The Ngorongoro Crater is the second best place in Tanzania (perhaps all of Africa) to view the large carnivores. The Serengeti is significantly better for large carnivores but nothing can simply compete with the Serengeti. Lion, cheetah, leopard, hyena, serval, ratel, jackal and bat eared fox all inhabit the Ngorongoro Crater. Lions, cheetahs, hyenas and jackals can usually be spotted but the other predators are much more elusive. As of 2004, it was estimated that there are 25-30 lions, 10-12 cheetahs and 50-60 hyenas inhabiting the Ngorongoro Crater. Note that these numbers do not include any cubs but refer strictly to adults, which are much easier to estimate. There are four prides of lions and six clans of hyenas on the Crater floor. It is interesting to note that all of today's crater lions are descended from only 15 lions that either survived or invaded the crater after a plague of biting flies in 1961.

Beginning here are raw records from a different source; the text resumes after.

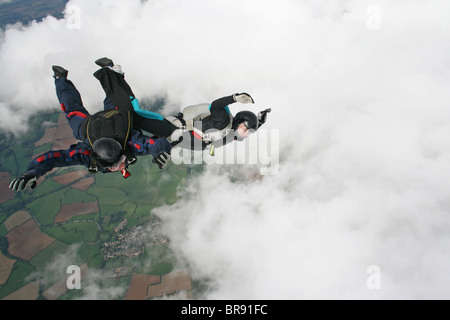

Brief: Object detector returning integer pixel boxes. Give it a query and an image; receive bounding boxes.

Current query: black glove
[9,173,37,191]
[258,108,272,127]
[152,152,170,170]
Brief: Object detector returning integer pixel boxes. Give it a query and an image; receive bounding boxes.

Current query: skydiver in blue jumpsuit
[9,58,174,191]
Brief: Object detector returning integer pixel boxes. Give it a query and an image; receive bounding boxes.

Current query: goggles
[104,155,127,171]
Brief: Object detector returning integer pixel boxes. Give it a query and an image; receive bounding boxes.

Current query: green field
[0,112,202,299]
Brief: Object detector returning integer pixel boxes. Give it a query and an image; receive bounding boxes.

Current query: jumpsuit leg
[55,78,89,140]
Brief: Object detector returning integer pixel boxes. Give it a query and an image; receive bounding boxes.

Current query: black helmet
[92,138,124,168]
[233,111,258,130]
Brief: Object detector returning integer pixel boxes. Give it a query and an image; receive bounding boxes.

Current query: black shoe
[95,57,114,68]
[52,66,69,79]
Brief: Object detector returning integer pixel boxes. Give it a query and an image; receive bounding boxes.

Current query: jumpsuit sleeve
[27,142,92,178]
[209,95,235,129]
[128,130,172,156]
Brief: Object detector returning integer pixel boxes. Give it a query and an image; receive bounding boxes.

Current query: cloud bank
[0,0,450,299]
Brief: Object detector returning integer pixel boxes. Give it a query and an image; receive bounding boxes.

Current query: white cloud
[0,0,450,299]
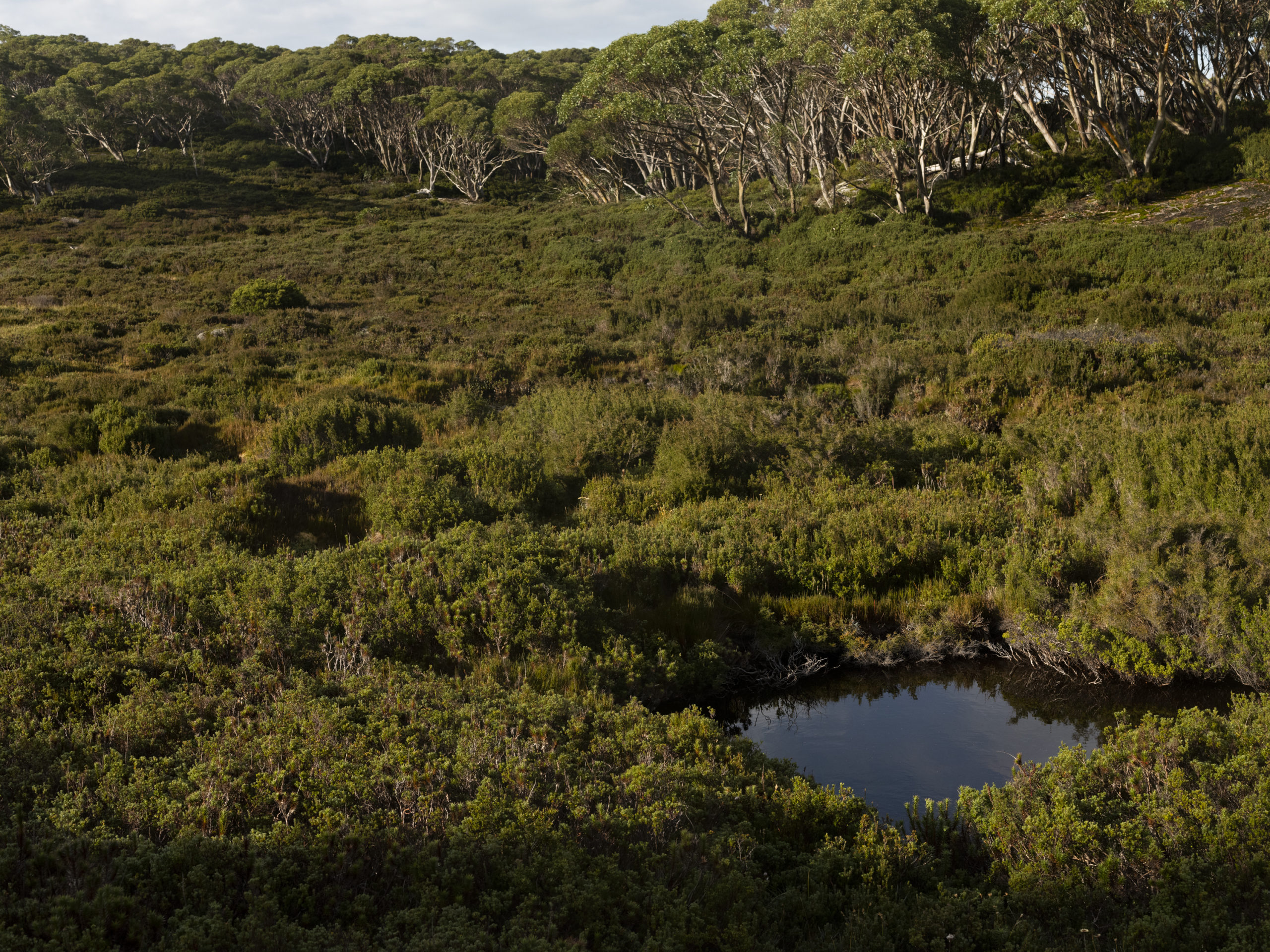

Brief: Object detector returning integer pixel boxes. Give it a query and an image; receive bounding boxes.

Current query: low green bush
[267,394,420,474]
[230,278,309,313]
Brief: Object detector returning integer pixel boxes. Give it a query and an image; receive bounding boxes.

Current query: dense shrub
[268,394,419,474]
[230,278,309,313]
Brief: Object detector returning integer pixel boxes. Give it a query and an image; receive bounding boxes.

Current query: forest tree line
[0,0,1270,222]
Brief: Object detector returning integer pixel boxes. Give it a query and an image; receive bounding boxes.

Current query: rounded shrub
[91,400,163,453]
[361,449,488,536]
[230,278,309,313]
[269,394,420,474]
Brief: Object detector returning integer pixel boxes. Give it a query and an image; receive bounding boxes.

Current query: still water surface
[737,664,1240,819]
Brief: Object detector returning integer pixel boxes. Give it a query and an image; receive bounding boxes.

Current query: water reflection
[732,662,1241,819]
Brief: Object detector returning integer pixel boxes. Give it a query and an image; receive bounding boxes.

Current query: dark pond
[734,662,1255,819]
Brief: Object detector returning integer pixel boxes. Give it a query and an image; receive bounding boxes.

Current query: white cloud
[0,0,710,52]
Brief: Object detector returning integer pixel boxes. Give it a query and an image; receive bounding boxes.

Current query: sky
[0,0,710,52]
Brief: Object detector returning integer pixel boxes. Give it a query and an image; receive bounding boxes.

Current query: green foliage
[267,394,419,474]
[230,278,309,313]
[0,70,1270,952]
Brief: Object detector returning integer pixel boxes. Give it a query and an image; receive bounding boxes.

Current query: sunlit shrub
[268,394,419,474]
[230,278,309,313]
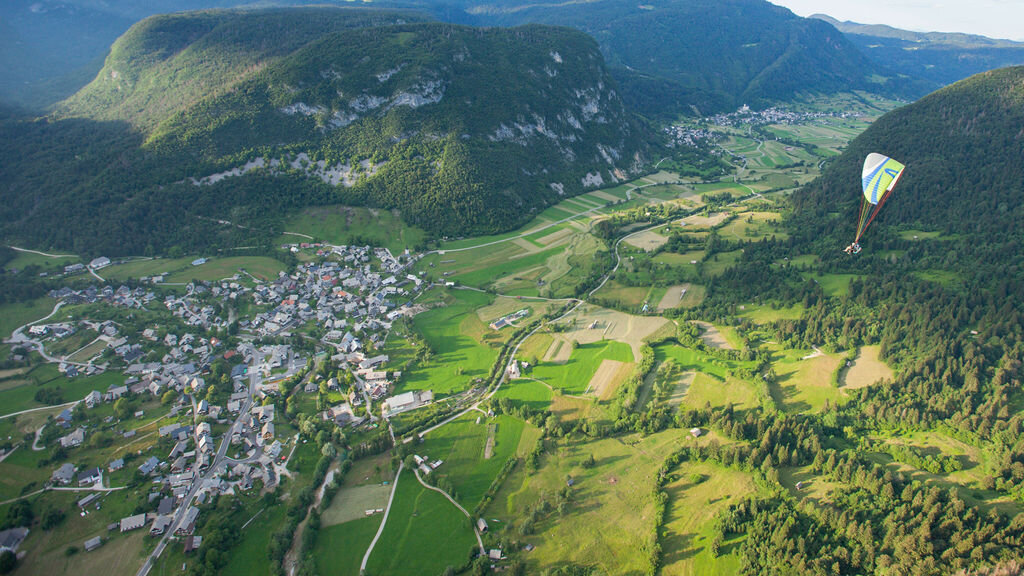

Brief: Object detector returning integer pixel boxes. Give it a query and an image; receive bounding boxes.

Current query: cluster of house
[490,308,531,330]
[48,282,157,308]
[164,289,226,330]
[246,246,422,340]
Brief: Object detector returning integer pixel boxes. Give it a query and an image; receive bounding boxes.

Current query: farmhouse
[121,513,145,532]
[50,462,75,485]
[381,390,434,418]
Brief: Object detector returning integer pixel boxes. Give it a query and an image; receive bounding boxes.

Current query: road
[359,462,406,574]
[136,358,257,576]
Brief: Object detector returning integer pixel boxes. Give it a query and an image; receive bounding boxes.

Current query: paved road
[136,366,257,576]
[359,462,406,574]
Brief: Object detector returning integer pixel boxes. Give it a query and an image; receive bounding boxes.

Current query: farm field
[414,411,523,509]
[281,205,427,252]
[485,429,680,574]
[662,462,757,576]
[771,344,849,412]
[530,340,633,395]
[495,378,552,411]
[0,297,60,338]
[840,345,893,389]
[0,364,124,415]
[385,290,503,395]
[313,512,382,574]
[166,256,286,283]
[364,471,476,576]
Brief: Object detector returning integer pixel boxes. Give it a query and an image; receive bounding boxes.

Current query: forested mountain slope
[0,8,647,253]
[794,67,1024,278]
[444,0,926,112]
[810,14,1024,87]
[684,68,1024,575]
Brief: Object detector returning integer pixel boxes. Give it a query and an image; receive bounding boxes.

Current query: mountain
[0,0,934,116]
[0,8,649,254]
[794,67,1024,282]
[810,14,1024,87]
[435,0,926,112]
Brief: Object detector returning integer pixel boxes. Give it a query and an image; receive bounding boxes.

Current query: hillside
[444,0,924,112]
[794,67,1024,280]
[810,14,1024,87]
[0,8,647,253]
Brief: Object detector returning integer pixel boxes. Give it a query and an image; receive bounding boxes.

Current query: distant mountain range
[793,67,1024,283]
[810,14,1024,88]
[0,0,931,116]
[0,8,651,254]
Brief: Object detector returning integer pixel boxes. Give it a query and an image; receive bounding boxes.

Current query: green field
[772,344,849,412]
[739,304,804,324]
[0,364,125,415]
[0,297,56,338]
[281,205,426,255]
[530,340,633,395]
[484,429,681,574]
[221,498,288,576]
[495,379,552,411]
[385,290,504,395]
[417,411,523,509]
[364,471,476,576]
[662,462,756,576]
[166,256,286,282]
[803,272,857,296]
[313,512,382,574]
[99,258,196,281]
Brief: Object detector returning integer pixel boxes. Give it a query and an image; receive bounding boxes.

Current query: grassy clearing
[4,252,82,274]
[739,304,804,324]
[772,344,848,412]
[167,256,286,282]
[517,332,554,366]
[484,430,681,574]
[530,340,633,395]
[703,250,743,278]
[0,364,125,415]
[385,290,505,395]
[414,411,523,509]
[0,297,61,338]
[313,512,382,574]
[840,346,893,388]
[321,484,391,526]
[495,378,552,411]
[594,280,651,312]
[653,250,705,268]
[802,273,857,296]
[561,304,671,358]
[662,462,757,576]
[366,471,476,576]
[100,258,195,281]
[285,205,426,255]
[719,212,790,242]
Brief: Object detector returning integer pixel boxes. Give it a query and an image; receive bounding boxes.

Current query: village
[2,243,448,552]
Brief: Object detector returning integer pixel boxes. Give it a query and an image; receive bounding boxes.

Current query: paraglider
[843,153,905,254]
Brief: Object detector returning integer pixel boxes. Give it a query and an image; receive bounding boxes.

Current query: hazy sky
[769,0,1024,40]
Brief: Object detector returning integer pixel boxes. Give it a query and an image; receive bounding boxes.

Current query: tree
[160,390,178,406]
[0,550,17,574]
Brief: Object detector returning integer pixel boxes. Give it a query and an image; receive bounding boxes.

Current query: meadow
[384,290,504,395]
[660,461,757,576]
[364,471,476,576]
[529,340,633,395]
[416,411,523,509]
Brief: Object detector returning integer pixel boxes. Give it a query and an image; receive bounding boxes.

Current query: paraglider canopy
[851,153,905,245]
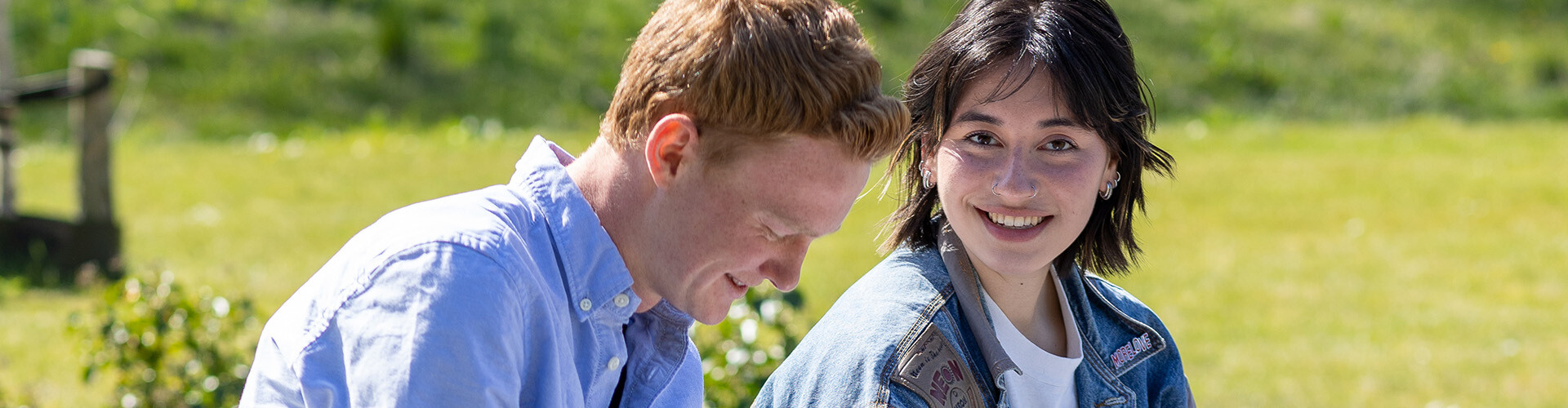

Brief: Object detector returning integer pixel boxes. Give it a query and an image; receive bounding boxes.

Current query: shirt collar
[508,136,641,322]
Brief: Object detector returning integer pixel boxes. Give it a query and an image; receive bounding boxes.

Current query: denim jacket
[755,231,1193,408]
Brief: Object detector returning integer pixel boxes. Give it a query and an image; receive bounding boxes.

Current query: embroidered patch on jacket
[1110,333,1154,370]
[892,326,985,408]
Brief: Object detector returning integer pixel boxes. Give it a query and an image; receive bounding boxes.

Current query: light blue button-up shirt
[240,136,702,406]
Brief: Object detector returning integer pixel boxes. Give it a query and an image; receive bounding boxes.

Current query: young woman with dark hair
[757,0,1193,406]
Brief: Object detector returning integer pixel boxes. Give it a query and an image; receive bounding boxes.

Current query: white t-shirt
[980,268,1084,408]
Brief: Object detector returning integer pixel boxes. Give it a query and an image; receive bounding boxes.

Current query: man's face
[648,136,871,325]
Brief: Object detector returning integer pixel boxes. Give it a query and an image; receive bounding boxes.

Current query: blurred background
[0,0,1568,408]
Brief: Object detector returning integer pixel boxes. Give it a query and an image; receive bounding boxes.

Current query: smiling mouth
[724,273,750,290]
[982,211,1046,229]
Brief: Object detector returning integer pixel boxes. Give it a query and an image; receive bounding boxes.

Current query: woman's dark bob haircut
[883,0,1173,275]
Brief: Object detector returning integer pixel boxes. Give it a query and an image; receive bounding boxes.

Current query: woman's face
[922,69,1116,277]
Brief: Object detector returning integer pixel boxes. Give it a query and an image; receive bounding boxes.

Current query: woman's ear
[643,113,697,188]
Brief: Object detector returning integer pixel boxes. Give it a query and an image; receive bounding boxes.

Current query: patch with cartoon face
[892,325,985,408]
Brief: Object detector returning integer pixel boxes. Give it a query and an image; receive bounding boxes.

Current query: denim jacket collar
[938,224,1166,401]
[936,223,1018,378]
[508,136,639,323]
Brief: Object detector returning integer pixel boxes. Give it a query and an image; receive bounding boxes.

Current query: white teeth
[987,212,1046,229]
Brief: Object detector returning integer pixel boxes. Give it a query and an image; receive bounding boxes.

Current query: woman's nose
[991,153,1040,199]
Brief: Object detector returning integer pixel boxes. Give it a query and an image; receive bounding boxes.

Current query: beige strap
[892,323,985,408]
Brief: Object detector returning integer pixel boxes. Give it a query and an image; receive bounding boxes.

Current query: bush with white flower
[70,272,261,408]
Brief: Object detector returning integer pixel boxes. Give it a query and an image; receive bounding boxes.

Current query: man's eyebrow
[767,211,837,238]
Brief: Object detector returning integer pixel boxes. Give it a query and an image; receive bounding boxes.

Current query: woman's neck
[969,257,1068,357]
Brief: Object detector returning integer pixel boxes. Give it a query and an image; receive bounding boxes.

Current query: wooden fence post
[0,0,16,220]
[68,49,114,223]
[65,49,124,279]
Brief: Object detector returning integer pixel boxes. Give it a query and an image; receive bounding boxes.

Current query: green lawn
[0,119,1568,406]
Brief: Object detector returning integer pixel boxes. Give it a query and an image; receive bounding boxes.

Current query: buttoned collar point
[508,135,641,323]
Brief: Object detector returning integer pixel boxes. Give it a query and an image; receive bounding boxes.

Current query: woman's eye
[1046,138,1076,151]
[964,132,996,146]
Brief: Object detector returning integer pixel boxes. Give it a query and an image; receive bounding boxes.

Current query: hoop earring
[1099,171,1121,199]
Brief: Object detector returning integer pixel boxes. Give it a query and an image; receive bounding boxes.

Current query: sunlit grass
[0,119,1568,406]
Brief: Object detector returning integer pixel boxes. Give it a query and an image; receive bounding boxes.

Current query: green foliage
[72,272,257,408]
[692,286,813,408]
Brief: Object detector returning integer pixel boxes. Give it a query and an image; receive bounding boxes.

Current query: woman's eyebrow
[953,110,1002,126]
[1040,118,1084,129]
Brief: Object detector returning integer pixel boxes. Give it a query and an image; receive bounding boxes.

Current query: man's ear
[643,113,697,188]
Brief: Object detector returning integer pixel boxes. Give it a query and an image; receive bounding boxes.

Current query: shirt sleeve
[295,243,525,406]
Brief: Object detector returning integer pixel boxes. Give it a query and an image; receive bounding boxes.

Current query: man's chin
[692,309,729,326]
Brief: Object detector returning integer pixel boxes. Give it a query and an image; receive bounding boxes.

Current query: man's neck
[566,138,660,313]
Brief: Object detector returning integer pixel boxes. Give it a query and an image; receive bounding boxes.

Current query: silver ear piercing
[1099,171,1121,199]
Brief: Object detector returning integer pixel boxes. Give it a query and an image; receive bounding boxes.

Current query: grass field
[0,119,1568,406]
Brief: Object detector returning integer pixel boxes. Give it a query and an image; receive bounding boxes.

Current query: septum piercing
[991,180,1040,197]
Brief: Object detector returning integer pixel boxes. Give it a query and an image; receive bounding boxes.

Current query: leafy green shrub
[692,287,811,408]
[70,272,259,408]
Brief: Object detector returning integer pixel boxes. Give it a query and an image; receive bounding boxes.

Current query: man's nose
[762,240,811,292]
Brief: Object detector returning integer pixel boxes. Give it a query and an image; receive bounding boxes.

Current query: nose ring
[991,180,1040,197]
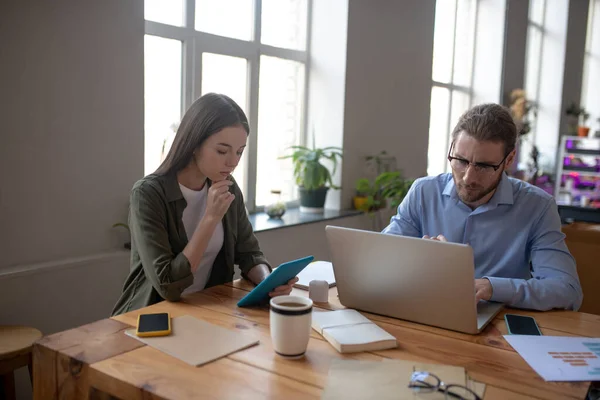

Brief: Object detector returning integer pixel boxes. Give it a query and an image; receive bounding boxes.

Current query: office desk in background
[34,280,600,400]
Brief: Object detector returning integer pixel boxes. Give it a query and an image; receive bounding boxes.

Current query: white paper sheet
[504,335,600,381]
[294,261,335,290]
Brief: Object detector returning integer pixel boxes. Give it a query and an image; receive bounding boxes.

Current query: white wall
[307,0,348,209]
[341,0,435,208]
[0,0,144,271]
[502,0,529,104]
[0,0,144,399]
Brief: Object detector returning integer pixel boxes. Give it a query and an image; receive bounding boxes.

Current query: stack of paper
[504,335,600,381]
[312,309,398,353]
[125,315,259,366]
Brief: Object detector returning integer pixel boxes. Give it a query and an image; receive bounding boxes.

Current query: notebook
[321,359,485,400]
[312,310,398,353]
[125,315,259,367]
[294,261,335,290]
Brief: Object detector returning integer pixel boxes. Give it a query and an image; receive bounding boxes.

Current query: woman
[113,93,297,315]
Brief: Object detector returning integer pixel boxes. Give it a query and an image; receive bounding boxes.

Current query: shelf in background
[562,169,600,177]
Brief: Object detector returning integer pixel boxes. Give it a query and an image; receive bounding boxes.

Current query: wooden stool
[0,325,42,399]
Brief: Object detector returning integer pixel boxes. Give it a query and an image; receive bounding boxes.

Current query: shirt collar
[442,172,514,206]
[161,174,183,201]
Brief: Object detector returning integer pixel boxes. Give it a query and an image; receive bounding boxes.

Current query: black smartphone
[136,313,171,337]
[504,314,542,336]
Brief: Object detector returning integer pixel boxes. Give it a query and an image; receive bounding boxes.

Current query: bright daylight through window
[427,0,477,175]
[144,0,309,211]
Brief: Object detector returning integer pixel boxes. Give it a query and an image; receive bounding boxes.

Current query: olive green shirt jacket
[112,174,271,315]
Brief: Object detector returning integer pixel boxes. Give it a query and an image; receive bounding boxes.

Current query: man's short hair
[452,103,517,155]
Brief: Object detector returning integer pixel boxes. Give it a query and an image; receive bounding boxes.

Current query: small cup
[269,296,313,358]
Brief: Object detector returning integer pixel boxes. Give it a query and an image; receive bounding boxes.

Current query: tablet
[237,256,314,307]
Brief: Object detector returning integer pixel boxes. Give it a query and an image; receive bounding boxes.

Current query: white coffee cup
[269,296,313,358]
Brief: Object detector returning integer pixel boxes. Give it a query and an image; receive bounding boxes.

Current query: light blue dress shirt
[383,173,583,310]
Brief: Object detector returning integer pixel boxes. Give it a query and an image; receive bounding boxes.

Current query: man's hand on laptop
[475,278,494,301]
[423,235,448,242]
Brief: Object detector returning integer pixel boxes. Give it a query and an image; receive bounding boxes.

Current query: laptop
[325,225,503,334]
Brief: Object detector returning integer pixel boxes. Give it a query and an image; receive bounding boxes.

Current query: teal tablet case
[237,256,314,307]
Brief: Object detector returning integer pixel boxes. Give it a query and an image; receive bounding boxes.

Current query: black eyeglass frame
[448,142,510,172]
[408,371,482,400]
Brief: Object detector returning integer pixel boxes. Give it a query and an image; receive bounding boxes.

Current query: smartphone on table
[504,314,542,336]
[135,313,171,337]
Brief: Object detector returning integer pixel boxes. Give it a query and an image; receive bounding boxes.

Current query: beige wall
[0,0,144,272]
[341,0,435,208]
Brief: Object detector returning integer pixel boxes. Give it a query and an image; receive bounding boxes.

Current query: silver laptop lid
[325,226,478,333]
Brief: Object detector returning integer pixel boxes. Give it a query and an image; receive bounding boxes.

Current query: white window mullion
[431,81,471,93]
[300,0,313,146]
[246,0,262,212]
[260,44,308,64]
[183,0,196,29]
[468,0,479,108]
[181,39,195,113]
[194,32,258,58]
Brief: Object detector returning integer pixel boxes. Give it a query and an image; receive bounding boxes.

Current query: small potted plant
[353,171,413,212]
[280,139,342,213]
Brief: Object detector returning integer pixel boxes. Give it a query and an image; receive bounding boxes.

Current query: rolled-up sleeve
[486,199,583,311]
[382,179,422,237]
[129,184,194,301]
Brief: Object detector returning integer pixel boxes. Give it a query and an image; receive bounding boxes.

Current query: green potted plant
[353,171,413,212]
[352,178,381,211]
[280,139,342,213]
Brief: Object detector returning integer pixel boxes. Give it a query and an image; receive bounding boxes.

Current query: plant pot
[298,186,329,214]
[352,196,369,212]
[577,126,590,137]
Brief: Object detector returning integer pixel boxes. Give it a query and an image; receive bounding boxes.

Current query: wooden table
[34,281,600,400]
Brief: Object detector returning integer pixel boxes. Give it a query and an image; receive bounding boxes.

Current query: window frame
[428,0,480,173]
[144,0,313,213]
[517,0,548,144]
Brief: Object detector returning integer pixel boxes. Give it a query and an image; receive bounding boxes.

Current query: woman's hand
[423,235,448,242]
[269,276,298,297]
[205,179,235,221]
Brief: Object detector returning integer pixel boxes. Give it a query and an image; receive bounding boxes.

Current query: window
[517,0,546,170]
[581,0,600,125]
[427,0,477,175]
[144,0,310,211]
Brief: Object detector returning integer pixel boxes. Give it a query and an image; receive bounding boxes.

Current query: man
[383,104,583,310]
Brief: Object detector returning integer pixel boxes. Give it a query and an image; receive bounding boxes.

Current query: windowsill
[249,208,362,232]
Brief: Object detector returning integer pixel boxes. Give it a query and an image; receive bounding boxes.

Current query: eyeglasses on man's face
[408,371,481,400]
[448,143,510,176]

As discussed in the 'Wildlife Fluctuations' section above, the Crater is a dynamic place and populations of certain species fluctuate widely over time. The increase of buffalos and decrease in wildebeest may have had a detrimental impact on both lions and hyenas as buffalo have been known to trample the young of both species. This has in turn allowed cheetahs to thrive in the Crater as lions are the number one cause of cheetah cub mortality. Typically in the past, cheetahs have not regularly settled in the Crater and lion and hyena numbers have been historically higher.
The Ngorongoro Crater, described as one of the wonders of the world, is an amazing natural sanctuary not to be missed. Game viewing here is among the very best Africa has to offer and is excellent at any time of year. The crater is very small at only about 10 miles across. With just one game drive in the Crater, it is possible to circumnavigate the crater several times and see all the main highlights. However, every safari we offer includes two separate game drives in the Crater over a course of two days including one early morning 6AM drive. The goal on the early morning game drive is to be the first person in the Crater that day. Animals are generally more active in the morning, which makes the early morning game drive option an excellent choice.
The crater is not a self-contained ecosystem and some animals do migrate in and out of the surrounding NCA but not in any significant numbers to warrant tailoring your itinerary. The main factors for planning are weather and visitor numbers.